In addition, a good number of the hikers were older couples or young couples with small children, so the walks should be doable for most.
In the parts of three days I was in the park, I never saw a ranger, and from what I can tell, there are only a few small campgrounds scattered about different units, almost all requiring short walk-in trips. The park’s website gives good information on what look like several spectacular hiking trails to more remote primitive campsites both north and south of Katoomba.
I couldn’t find a park guidebook of the type that virtually every U.S. national park sells. I haven’t yet had time to explore differences between the Australian national park system and ours, but they appear to be substantial. On one steep trail in the park proper, a railing was out and simply replaced by orange plastic netting meant to serve as mostly a visual warning to keep away.

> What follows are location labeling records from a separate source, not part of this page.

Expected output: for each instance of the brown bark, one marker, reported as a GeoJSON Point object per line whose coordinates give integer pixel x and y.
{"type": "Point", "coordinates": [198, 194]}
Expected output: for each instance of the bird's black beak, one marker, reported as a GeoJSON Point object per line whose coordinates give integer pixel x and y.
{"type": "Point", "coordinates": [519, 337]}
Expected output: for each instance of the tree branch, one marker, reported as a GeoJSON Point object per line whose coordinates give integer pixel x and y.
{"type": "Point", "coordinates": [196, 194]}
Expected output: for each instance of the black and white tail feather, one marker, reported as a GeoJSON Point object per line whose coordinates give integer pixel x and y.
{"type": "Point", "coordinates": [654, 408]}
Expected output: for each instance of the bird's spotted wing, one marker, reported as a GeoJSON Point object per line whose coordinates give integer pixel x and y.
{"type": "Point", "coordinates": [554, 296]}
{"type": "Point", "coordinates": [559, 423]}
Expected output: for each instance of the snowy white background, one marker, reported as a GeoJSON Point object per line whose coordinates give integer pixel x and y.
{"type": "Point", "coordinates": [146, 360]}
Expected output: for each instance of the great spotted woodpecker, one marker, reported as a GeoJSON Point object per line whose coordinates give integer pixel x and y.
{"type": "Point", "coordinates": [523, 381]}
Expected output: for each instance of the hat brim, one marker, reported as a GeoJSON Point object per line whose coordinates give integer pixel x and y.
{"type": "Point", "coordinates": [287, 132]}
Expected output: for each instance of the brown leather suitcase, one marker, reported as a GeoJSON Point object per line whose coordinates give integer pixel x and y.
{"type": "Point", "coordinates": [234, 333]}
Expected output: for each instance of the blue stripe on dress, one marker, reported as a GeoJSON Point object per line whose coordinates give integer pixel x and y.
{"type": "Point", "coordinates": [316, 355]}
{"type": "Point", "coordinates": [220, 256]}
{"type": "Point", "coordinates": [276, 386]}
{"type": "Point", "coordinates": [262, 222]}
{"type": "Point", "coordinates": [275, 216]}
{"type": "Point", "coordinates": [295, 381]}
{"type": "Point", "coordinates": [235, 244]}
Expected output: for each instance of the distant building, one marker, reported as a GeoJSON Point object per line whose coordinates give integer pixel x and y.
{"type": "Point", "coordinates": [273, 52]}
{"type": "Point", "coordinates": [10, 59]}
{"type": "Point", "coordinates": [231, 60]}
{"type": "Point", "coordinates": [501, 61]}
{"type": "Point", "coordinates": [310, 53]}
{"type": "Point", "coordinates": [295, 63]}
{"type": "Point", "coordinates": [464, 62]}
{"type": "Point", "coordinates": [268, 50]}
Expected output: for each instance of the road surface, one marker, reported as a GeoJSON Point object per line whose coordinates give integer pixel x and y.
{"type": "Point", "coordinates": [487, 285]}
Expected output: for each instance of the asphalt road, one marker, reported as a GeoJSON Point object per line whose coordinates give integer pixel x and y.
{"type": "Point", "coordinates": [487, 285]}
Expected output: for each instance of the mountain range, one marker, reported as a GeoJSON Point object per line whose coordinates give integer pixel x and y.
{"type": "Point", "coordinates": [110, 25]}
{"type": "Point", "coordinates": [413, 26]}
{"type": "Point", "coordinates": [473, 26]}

I’m not sure what all of that means, but the system’s presence is certainly more low-key, at least in Katoomba.
Like the Grand Canyon or other national parks, once you get away from the easy, accessible portions, the Blue Mountains are worth it for the peace and quiet.
Hip or hippy, Katoomba proper also deserves visit
I’m not the most prolific visitor of U.S. national parks, but I’ve seen enough to know that there are similarities between Katoomba and other park gateway communities.
It’s busy, but not gaudy, like Gatlinburg outside the Smokies. It may be most like Moab (Arches) or Springdale (Zion) in Utah – slightly hip, slightly hippy, but with enough small-town conservatives to leaven the experience.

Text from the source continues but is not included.